Thursday, August 22, 2013

Theory Thursday, with bonus Metaphysics: Gödel's Incompleteness Theorem

Gödel's Incompleteness Theorem is one of those things that makes pop science writers go gaga.  And, I'm not going to be contrarian: it's profound, it's meta, it's paradoxical, and it has a lot to say about what we can accomplish as human beings.  But, at its core, it's really a programming problem, albeit one with very interesting implications*.

In the 1920s, in the shadow of The Great War, David Hilbert set out to do something monumental, something that would bring together mathematicians from all over the world, in a grand challenge: to formulate all of mathematics rigorously, and provably, starting from a single set of axioms.  It came to be known as Hilbert's Program, and the name has an unintentional level of acuity: it really boils down to a system of encodable rules which one can use to generate mathematically true statements.  Then, by utilizing these rules in a fully deterministic fashion, you can prove mathematical theorems.  By iterating with those rules, you could theoretically enumerate all possible mathematically true statements: it's a programming language for generating All Mathematical Laws!

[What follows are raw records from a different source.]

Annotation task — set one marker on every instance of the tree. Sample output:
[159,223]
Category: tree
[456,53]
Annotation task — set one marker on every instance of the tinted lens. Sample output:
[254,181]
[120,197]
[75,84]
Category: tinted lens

Except...for that "theoretically" bit.  Turns out, it's not true.  Kurt Gödel spent a lot of time trying to prove the completeness and self-consistency of such systems, but eventually wound up proving just the opposite: he demonstrated that you could construct the following types of statements in this mathematical language:

  1. Statements about the provability of other statements (e.g., Statement X is unprovable)
  2. Statements that reference themselves (e.g., This sentence has N characters.)
  3. By combining the two, you can construct statements that reference their own provability, e.g.:
This theorem is unprovable.

This is similar in construction to the classic form of Russel's Paradox ("Does the barber who shaves everyone who doesn't shave themselves shave himself?"), but with a twist: In this case, if the statement is provable, it's a paradox.  However, if it is actually unprovable, there's no paradox.  Therefore, it is both unprovable but also true.  Hence, Gödel showed that the system is incapable of proving a demonstrably true statement, and cannot be complete.  As you might guess, there's a lot of overlap between this finding and computability theory, and it can even be expressed in terms of the latter, which brings it strongly into the realm of computer science.

But, one of the things that has always stuck out to me about the Incompleteness Theorem is what it has to say about what it is we can possibly know about the world, and what this means about our perception of reality.  I was raised in a moderately religious household, and eventually, in the course of my own explorations, became very observant, went to Jewish summer camp, studied the Torah, and tried, to the best of my ability, to puzzle out what it was God wanted out of us.  But, over the years, the relentlessly empirical life of the academic scientist took a toll on my faith, at first subtly, but like a river grinding out the Grand Canyon, its effect was profound over the 10 years I spent as a physicist.  And, one day, I woke up and realized: there was no room in The Mechanical Universe for an omniscient, ominpotent being**.  Plus, the psychological and sociological reasons for us to invent such a being were too clear to ignore.  It was just too facile a solution to the difficult problem of What Do I Do With My Life.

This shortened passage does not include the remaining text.